Hourly with the build agency. Cleanest for small apps under $150K build cost. You pay only for what you use. The risk: response time degrades when the agency is busy with other builds, and small maintenance work tends to get deprioritized.
Monthly retainer. Cleanest for mid-sized apps in active use. A fixed monthly fee buys a defined hours bucket plus an SLA on response time. Predictable for budgeting, and the team stays warm on your codebase. Most of our software development engagements move to retainer six months after launch.
In-house hire. Cleanest once you have multiple apps or one large app that warrants a dedicated owner. At BLS median pay of $133,080 plus benefits and overhead, fully loaded cost is typically $180K–$220K per year for one senior engineer. That math works above roughly $400K of build inventory under active maintenance, not below.
The failure mode we see most often: a $250K custom app, no retainer, no in-house owner, and a CTO who assumes maintenance will happen when something breaks. It does — at 3x the cost, after the outage.
7. A 3-year total cost of ownership worksheet
Here's the math we walk every client through before they sign a build contract. Numbers are illustrative; substitute your own.
Year 0 (build): $200,000
Year 1 (maintenance at 20%): $40,000 — heavier in months 1–3 as you stabilize, lighter after
Year 2 (maintenance at 20%): $40,000 — typically when the first major dependency upgrade lands
Year 3 (maintenance at 22%): $44,000 — small features and platform-level upgrades start adding up
Three-year total cost of ownership: $324,000. The build is 62% of the bill. Maintenance is 38%. By year five on the same trajectory, maintenance has crossed the build.
That's the unit economics of custom software. Treating maintenance as a discretionary line item is how good products get abandoned 30 months in, after $200K of work, because nobody planned for the $40K a year that keeps them alive.
FAQ
How much does software maintenance cost per year as a percentage of build?

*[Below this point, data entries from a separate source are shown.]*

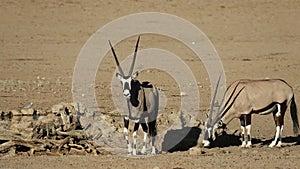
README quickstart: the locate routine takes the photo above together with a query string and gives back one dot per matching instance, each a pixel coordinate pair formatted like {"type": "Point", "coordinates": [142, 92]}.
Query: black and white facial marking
{"type": "Point", "coordinates": [210, 132]}
{"type": "Point", "coordinates": [126, 82]}
{"type": "Point", "coordinates": [134, 92]}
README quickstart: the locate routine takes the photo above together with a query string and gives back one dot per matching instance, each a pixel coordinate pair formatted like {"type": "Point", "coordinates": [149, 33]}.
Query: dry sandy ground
{"type": "Point", "coordinates": [40, 41]}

Plan for 15–25% of original build cost annually for most custom web and mobile apps. Regulated data, mobile clients, and AI components push the band to 25–35%. The number reflects security patching, breaking API changes from third-party providers, dependency upgrades, and small feature work. Steady-state apps trend toward the lower band; actively evolving apps trend higher.

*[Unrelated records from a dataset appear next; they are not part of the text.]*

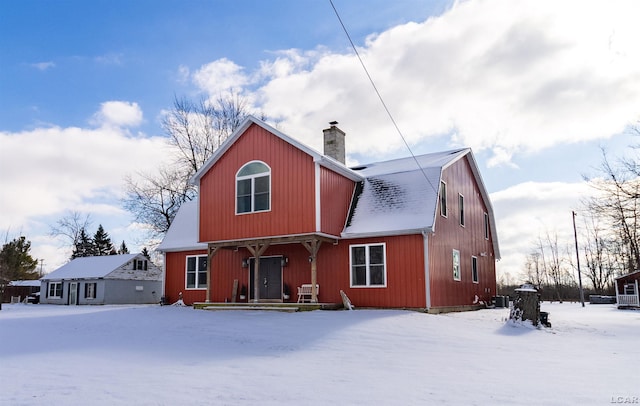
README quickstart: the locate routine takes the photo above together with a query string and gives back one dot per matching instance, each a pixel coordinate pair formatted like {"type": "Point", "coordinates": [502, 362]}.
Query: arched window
{"type": "Point", "coordinates": [253, 188]}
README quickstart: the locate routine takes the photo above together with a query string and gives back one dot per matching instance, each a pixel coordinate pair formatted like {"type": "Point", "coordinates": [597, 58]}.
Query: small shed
{"type": "Point", "coordinates": [111, 279]}
{"type": "Point", "coordinates": [627, 293]}
{"type": "Point", "coordinates": [20, 289]}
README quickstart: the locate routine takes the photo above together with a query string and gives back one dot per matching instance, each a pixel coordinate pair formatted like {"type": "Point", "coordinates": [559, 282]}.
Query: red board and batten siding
{"type": "Point", "coordinates": [292, 190]}
{"type": "Point", "coordinates": [469, 240]}
{"type": "Point", "coordinates": [336, 193]}
{"type": "Point", "coordinates": [405, 272]}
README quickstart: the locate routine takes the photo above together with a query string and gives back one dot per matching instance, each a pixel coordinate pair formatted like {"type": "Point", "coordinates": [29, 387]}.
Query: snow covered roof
{"type": "Point", "coordinates": [400, 196]}
{"type": "Point", "coordinates": [27, 283]}
{"type": "Point", "coordinates": [183, 233]}
{"type": "Point", "coordinates": [107, 266]}
{"type": "Point", "coordinates": [324, 160]}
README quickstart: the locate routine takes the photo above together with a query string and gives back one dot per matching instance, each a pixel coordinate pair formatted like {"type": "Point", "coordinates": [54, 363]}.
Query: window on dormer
{"type": "Point", "coordinates": [253, 188]}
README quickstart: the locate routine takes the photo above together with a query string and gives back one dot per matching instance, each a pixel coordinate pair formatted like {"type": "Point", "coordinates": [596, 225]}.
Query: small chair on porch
{"type": "Point", "coordinates": [304, 292]}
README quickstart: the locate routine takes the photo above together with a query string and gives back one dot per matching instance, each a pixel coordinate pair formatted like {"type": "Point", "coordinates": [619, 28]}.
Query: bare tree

What does the software maintenance cost percentage actually include?
Four buckets: security patches against CVEs in your dependencies, fixes for breaking API changes from integrated services, dependency and framework upgrades to avoid version cliffs, and small features or bug fixes that keep existing users. Hosting and monitoring infrastructure typically adds 10–20% on top of labor, and should be budgeted separately for clarity.
Does AI-generated code raise my annual software maintenance budget?

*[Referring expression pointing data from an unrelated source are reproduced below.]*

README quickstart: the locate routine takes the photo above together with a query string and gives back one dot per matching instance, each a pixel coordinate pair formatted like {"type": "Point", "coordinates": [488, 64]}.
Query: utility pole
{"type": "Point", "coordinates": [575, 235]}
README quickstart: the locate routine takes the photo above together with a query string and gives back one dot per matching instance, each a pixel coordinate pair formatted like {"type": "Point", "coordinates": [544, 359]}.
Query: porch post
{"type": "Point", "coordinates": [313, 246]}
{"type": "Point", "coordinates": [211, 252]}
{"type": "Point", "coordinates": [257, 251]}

Unsupervised AI code does. GitClear's 2025 analysis of 211 million lines found 48% more duplication and 60% less refactoring in AI-assisted codebases, both of which compound into higher future maintenance load. Supervised AI code — generated, reviewed by a senior engineer, refactored to fit existing patterns — does not show the same degradation. The review gate is the deciding variable.
Should I hire in-house or use a retainer for custom app ongoing costs?
Retainer fits most companies with one app and a build cost under $400,000. In-house fits portfolios above that threshold or single apps in active daily evolution. Fully loaded cost for one senior engineer at U.S. median pay of $133,080 typically runs $180,000–$220,000 per year, which is the breakeven line against most retainer arrangements.
What happens if I skip maintenance for a year?
Nothing visible for about six months. Then dependencies start failing audits, a third-party API deprecation breaks a flow, and small bugs accumulate until users notice. The repair bill is typically 2–3x what steady-state maintenance would have cost, plus whatever revenue impact the outage caused. Deferred maintenance is the most expensive kind of maintenance.
If you're scoping a build right now, do one thing this week: ask the agency to quote year-one maintenance alongside the build, in writing, as a percentage of build cost. The answer — or the absence of one — tells you everything about how the next three years will go.